Lael Wilcox talks Nutrition, Adventure Cycling, and the Joy of Riding

Jul 11th, 2022

This interview has been edited for clarity. 

Lael Wilcox is one of the world’s best endurance cyclists. She won the Trans Am Bike Race in 2016, set the Tour Divide’s women’s course record as an individual time trial in 2015, and set the overall course record on the Baja Divide Route. In 2022, she set the Fastest Known Time (FKT) on the Arizona Trail. She is known for her prolific wins, as well as her inclusive approach to getting more women and girls riding bikes. I interviewed Lael — also a Gnarly Nutrition athlete —over the phone to chat about nutrition, adventure cycling, and the joy of riding. 

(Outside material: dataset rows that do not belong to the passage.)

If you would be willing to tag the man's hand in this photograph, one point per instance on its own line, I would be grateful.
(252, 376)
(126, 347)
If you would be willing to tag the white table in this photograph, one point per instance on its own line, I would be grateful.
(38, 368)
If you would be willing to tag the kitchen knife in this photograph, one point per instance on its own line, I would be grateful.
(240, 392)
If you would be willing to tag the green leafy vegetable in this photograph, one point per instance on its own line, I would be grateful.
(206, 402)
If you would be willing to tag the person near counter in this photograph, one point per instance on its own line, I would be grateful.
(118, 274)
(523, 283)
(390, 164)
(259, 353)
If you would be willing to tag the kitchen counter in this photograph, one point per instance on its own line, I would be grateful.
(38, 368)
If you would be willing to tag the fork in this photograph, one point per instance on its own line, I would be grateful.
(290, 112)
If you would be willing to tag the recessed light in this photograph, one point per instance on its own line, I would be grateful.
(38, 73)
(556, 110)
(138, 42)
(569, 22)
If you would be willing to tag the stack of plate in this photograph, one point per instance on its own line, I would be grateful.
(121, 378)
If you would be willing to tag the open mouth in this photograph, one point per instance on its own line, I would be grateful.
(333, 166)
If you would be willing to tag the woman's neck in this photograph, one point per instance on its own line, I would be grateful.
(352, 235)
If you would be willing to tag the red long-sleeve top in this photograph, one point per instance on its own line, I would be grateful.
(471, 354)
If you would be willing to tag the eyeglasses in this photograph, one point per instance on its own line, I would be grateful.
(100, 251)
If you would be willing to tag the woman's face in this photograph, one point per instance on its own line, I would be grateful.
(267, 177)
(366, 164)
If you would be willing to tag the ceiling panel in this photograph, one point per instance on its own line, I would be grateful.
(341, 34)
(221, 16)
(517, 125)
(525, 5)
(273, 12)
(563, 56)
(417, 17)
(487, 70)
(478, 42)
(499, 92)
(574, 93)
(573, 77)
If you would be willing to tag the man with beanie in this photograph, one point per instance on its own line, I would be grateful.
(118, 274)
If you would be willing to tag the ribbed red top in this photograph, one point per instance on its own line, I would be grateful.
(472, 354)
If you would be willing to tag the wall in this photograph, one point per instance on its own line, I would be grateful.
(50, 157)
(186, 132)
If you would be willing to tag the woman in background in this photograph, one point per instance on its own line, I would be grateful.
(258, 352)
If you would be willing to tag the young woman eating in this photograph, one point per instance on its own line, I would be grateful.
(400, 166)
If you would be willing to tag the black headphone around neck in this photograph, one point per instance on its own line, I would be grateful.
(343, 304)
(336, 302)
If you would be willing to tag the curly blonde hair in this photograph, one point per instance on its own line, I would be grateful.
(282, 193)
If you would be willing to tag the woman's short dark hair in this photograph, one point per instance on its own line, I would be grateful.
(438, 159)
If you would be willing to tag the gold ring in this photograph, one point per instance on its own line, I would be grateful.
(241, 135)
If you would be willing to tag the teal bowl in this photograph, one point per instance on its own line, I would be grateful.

Laura:  Hi Lael! How are you and where have you been riding recently?

Lael: I’m in Spain and I just finished an endurance road race in Catalonia. Nine hundred miles with 80,000 feet of climbing, so I am pretty cooked. But it was all beautiful and I loved it. I’ve been here for about a month. First I had the Women’s Rally, which I wrote about for Adventure Cyclist — super excited to share that. And a couple of weeks later, I did this road race. Such a wonderful group of people puts it on. On Monday, I fly to Italy, and the next step is a race across the Balkans. So just trying to recover so I can give it my all. Summertime is so busy with events; there’s so much fun!

Laura: So this last ride you did was self-supported?

Lael: Yes. And it took four days, ten minutes. But fortunately, there’s delicious food here. It’s a lot different than riding in Alaska! I mostly ate Spanish tortillas: an egg and potato dish. It was really good.

Laura: What was that like, having to resupply on this race? Was it difficult to find food? Was it easy? 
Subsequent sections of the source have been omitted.